(Credit: fly_dragonfly/Shutterstock) Technology has gone to the dogs. Humans aren’t the only animals who benefit from technology, and the emerging field of animal-computer interactions (ACI) seeks to understand how animals interact with human-made technology in order to adapt tools to animals’ innate characteristics. Devices as varied as touchscreen computers for apes and self-milking machines for cows, for example, have allowed animals to perform complex tasks themselves, proving they are intelligent enough to adapt to new tools. Although animals are the end-users of devices, their needs and limitations are often not taken into account in the design process. Researchers typically focus on designing systems first and seeing how the animals like them after the fact. ACI seeks to turn this practice on its head.
Animals + Tech
ACI posits animals as both technology users and developers. Researchers are redefining the role animals play as they develop technology for them, measuring their responsiveness and behavior during the process of creating new tools. Clara Mancini, senior lecturer in Interaction Design and head of the Animal-Computer Interaction Laboratory at the Open University in England, is one of the pioneers in this new avenue of research. “Our challenge is to understand how we could see the world from the animals point of view and how we can involve them in the design process so we can develop technology that actually works for them,” says Mancini. Designing devices and software for animals goes beyond making apps for cats; it entails designing products tailored specifically to animals' bodies and behaviors. Of particular interest to researchers are dogs, who already serve as helpers for individuals suffering from vision loss and epilepsy, and whose sensitive noses can sniff out cancer and detect abnormal blood sugar levels. For example, a team of researchers at Georgia Tech’s Animal Computer Interaction Lab is developing vests for dogs that have canine-friendly inputs such as bite pads and levers, as well as touch sensors that dogs operate with their cold, wet noses. Pulling a lever with their mouth or biting a pad would send out a signal or play a message to its human counterpart. Such vests could be used for rescue dogs that need to signal handlers, or helper dogs that need to request human assistance.

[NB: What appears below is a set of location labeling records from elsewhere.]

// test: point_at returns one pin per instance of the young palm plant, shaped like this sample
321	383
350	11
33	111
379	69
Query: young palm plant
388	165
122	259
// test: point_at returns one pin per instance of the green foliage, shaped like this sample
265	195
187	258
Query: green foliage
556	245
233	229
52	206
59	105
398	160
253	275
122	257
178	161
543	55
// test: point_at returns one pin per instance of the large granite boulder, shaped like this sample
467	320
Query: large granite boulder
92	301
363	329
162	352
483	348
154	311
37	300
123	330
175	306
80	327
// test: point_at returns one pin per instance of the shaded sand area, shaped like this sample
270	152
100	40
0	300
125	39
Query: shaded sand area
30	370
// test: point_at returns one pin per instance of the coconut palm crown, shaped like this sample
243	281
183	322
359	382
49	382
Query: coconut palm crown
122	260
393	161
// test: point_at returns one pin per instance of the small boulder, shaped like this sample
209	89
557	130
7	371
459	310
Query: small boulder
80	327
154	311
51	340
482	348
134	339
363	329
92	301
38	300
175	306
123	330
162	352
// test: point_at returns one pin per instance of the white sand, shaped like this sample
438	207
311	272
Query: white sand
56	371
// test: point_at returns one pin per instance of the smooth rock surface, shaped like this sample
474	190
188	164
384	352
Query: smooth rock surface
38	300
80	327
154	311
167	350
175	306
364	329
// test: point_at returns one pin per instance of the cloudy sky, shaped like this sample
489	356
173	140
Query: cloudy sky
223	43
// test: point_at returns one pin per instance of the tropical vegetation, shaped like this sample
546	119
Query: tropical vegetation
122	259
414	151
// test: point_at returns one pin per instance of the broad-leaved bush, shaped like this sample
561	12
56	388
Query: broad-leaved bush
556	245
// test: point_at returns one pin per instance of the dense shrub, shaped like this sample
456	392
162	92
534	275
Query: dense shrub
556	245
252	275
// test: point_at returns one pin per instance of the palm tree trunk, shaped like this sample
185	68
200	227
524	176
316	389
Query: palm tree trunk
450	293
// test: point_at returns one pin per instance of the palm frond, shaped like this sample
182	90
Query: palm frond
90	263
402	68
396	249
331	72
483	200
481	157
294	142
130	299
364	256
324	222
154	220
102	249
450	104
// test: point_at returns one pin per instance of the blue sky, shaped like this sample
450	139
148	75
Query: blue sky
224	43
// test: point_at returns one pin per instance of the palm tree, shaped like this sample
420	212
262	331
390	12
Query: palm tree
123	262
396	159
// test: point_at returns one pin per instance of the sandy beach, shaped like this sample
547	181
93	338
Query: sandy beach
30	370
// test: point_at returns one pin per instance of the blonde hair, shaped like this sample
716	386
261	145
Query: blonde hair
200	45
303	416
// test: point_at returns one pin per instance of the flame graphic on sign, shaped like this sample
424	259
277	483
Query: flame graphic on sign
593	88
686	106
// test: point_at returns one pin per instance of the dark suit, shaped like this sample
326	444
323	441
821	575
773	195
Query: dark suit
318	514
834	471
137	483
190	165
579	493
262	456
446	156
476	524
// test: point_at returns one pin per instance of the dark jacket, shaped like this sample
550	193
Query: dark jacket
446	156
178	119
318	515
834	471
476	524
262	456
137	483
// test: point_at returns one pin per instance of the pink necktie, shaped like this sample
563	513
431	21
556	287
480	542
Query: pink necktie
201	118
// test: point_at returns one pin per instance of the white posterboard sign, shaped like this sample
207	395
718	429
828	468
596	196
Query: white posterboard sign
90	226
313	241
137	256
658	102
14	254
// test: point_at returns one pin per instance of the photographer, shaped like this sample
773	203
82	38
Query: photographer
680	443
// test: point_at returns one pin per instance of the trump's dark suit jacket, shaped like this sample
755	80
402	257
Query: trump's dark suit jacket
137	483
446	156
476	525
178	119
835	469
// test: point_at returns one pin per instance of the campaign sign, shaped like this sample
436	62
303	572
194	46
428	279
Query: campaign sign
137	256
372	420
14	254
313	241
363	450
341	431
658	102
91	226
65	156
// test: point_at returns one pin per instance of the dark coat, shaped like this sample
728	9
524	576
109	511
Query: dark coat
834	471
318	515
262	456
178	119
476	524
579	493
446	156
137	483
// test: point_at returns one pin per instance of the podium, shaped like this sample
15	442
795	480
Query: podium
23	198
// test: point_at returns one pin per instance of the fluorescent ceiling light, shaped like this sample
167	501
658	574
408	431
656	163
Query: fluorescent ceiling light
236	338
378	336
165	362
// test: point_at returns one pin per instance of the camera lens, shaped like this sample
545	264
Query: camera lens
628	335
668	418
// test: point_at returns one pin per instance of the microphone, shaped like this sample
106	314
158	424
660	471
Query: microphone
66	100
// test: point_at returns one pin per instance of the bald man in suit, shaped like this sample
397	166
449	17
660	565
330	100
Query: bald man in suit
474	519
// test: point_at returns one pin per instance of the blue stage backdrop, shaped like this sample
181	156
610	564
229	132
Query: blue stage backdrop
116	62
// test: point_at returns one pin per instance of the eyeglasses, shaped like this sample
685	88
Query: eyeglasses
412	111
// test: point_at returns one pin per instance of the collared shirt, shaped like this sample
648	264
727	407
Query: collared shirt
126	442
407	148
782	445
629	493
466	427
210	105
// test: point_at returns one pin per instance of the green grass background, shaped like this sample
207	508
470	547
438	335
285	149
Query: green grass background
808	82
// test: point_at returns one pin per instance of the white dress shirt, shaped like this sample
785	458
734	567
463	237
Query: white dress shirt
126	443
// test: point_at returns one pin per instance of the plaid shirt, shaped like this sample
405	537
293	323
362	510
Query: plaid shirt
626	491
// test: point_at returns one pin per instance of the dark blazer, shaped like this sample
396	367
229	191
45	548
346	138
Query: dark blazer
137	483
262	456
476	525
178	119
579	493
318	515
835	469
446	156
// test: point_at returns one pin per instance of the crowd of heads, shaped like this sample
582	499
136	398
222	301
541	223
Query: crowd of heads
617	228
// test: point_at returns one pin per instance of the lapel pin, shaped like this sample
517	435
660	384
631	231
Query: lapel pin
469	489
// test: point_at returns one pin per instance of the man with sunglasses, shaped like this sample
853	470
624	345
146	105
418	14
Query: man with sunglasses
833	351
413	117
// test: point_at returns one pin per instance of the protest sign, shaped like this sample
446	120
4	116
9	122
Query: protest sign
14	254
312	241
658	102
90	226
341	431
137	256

While these products are developed with dogs’ natural behavior in mind (e.g. biting something), they require a connection between observations and behaviors, such as detecting low blood sugar and biting a pad, that are not instinctive to dogs.
Giving Dogs a Voice
Mancini’s Open University team is working on an interface that would allow cancer-sniffing dogs to communicate more nuanced information to their handlers while also taking dogs’ natural responses to stimuli into account. They have focused on developing signals that are innate to canine behavior, as opposed to human-taught signals such as sitting or staying. The team created a sensor that measures how hard a sniffing dog pushes on a plate covering a sample — more pressure was correlated with more uncertainty. [embed]https://www.youtube.com/watch?v=MyHjq8Od-Xg&feature=youtu.be[/embed] In addition to cancer detection, Mancini’s lab is also developing canine-friendly light switches and door handles that make it easier for helper dogs to assist their human handlers. Some of these controls have already been installed in a building on campus that's used by a graduate student and her mobility assistance dog, according to Mancini. Mancini’s research demonstrates the core principle of ACI, which is to take into account they various ways animals learn and process stimuli. Mancini has also worked to improve the lives of captive pachyderms by designing digital games and toys tailored for their cognitive enrichment. Interactive showers and acoustic instruments played with their trunks are just a few of the concepts they've explored. Ultimately, ACI researchers hope that by being more attuned to the needs of the animals they are designing for, they will gain insights into how animals, and by extension humans, learn and develop. “[We want to] re-imagine what interaction design can do, and re-think what it means to build ‘accessible’ and ’sustainable’ environments for all who live in them,” says Mancini. “I also think ACI can help us understand that what we call 'universal' design goes beyond generalizations of gender, age, race, culture and species, to focus without prejudice on the characteristics of the user whatever these might be.”